Vistos em correição.
O Ministério Público Estadual ofereceu denúncia em face de DADILSE CRISTINA LEITÃO, qualificada nos autos, alegando em síntese que de no dia 25 de novembro de 2004, por volta das 15h, a denunciada foi presa em flagrante por supostamente "ter em depósito" 329g (trezentos e vinte e nove gramas) de "merla", bem como por estar associada com os indivíduos, Fabiano Pinto Cadete, Rosilene Araújo e Marinaldo Chaves Cruz, para a prática de tráfico de drogas, razão pela qual foi-lhe imputando a prática dos crimes previstos nos superados artigos 12 e 14 da Lei nº. 6.368/76, atualmente equivalentes aos artigos 33, caput, 35, da Lei nº 11.343/2006.
Aduz ainda a denúncia, que no dia do fato a polícia prendeu em flagrante delito o indivíduo Fabiano Pinto (já falecido e ex-companheiro da acusada) em razão de ter sido encontrado em sua residência, uma certa quantidade de droga, 1 (um) um revólver, calibre .32, marca Rossi e 1 (um) caderno de anotações, oportunidade que também foram apreendidos a quantia de R$ 36,00 (trinta e seis reais) e vários aparelhos eletroeletrônicos oriundos da atividade ilícita desenvolvida por Fabiano Pinto em associação com a acusada Dadilse Cristina, Rosilene Araújo e Marinaldo Chaves.
Auto de apreensão e apresentação e laudo preliminar, acostados às fls. 18 e 20.
Mandado de notificação e Citação de fls. 71/73.
Termo de interrogatório às fls. 75/77.
Laudo definitivo de exame químico em substância branca pastosa acostado às fls. 73/74.
Defesa Prévia às fls. 87/88. À fl. 122, houve o recebimento da denúncia em 29/03/2005 e designada data para audiência de instrução e julgamento da acusada, de Fabiano Pinto Vadete e Marinaldo Chaves Cruz.
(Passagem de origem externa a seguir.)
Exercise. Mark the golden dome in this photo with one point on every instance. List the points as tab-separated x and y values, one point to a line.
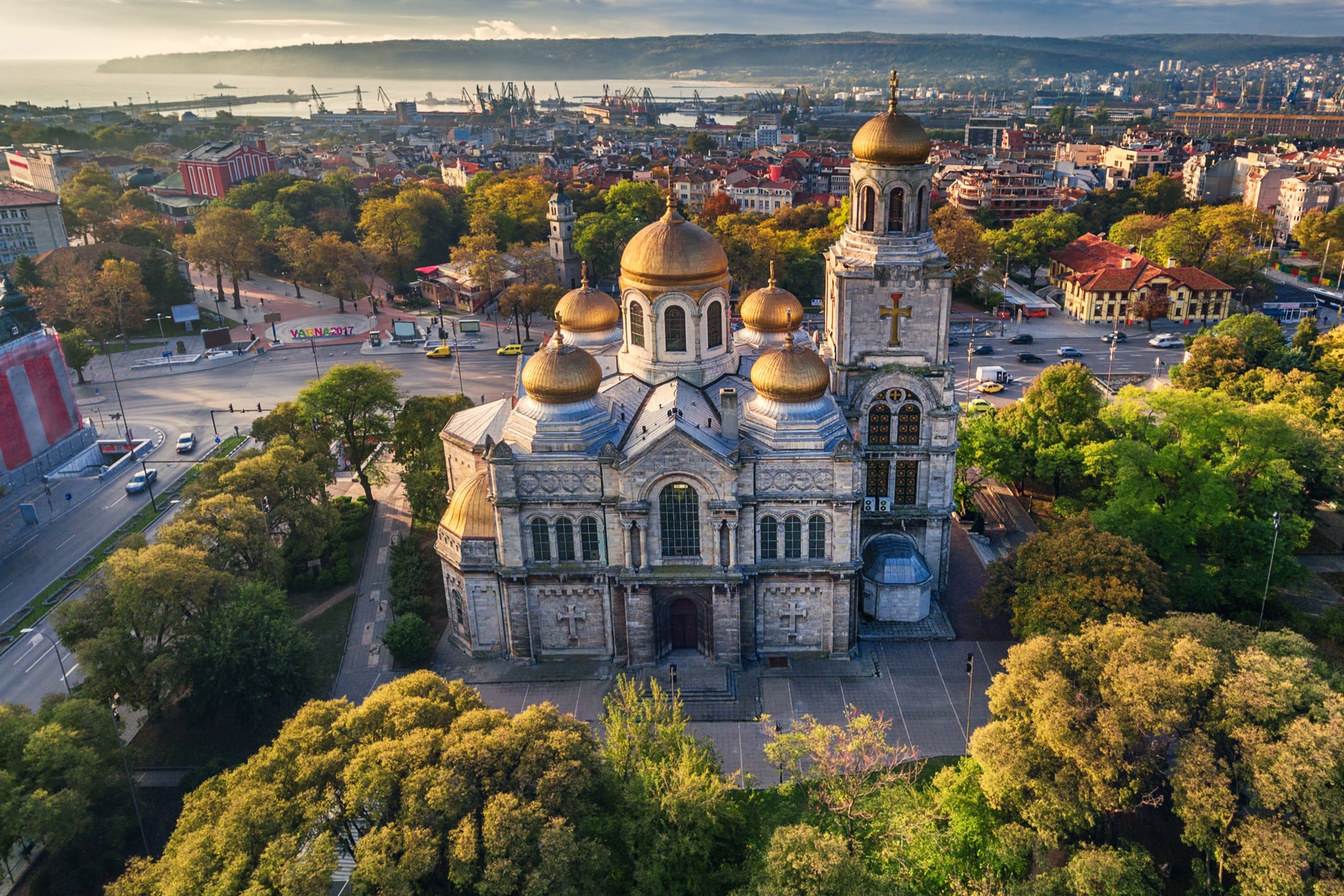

Em relação a Rosilene Araújo foi determinada a citação por edital.
Sentença proferida às fls. 149/152 extinguindo a punibilidade do acusado Fabiano Pinto Cadete em decorrência de seu falecimento.
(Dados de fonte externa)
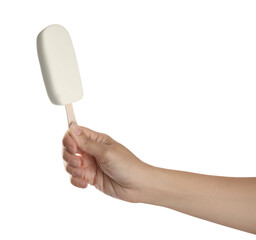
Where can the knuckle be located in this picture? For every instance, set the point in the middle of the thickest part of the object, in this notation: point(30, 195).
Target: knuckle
point(107, 152)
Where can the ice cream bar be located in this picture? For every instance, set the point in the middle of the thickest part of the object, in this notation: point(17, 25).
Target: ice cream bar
point(59, 67)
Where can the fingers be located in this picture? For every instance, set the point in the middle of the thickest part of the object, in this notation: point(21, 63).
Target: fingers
point(69, 143)
point(78, 178)
point(71, 159)
point(85, 143)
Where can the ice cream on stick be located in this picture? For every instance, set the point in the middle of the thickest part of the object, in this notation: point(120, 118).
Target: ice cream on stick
point(59, 68)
Edital de citação em desfavor da acusada para comparecimento à audiência de instrução e julgamento (fls. 157/161). À fl. 193, consta decisão determinando a suspensão do processo e do prazo prescricional, bem como decretando a prisão preventiva da acusada. Às fls. 264/67, consta decisão que revogou a prisão preventiva da acusada, bem como determinou a cisão processual em relação a acusada DADILSE CRISTINA, com extração de cópia integral dos autos, sob o fundamento do artigo 80, do CPP.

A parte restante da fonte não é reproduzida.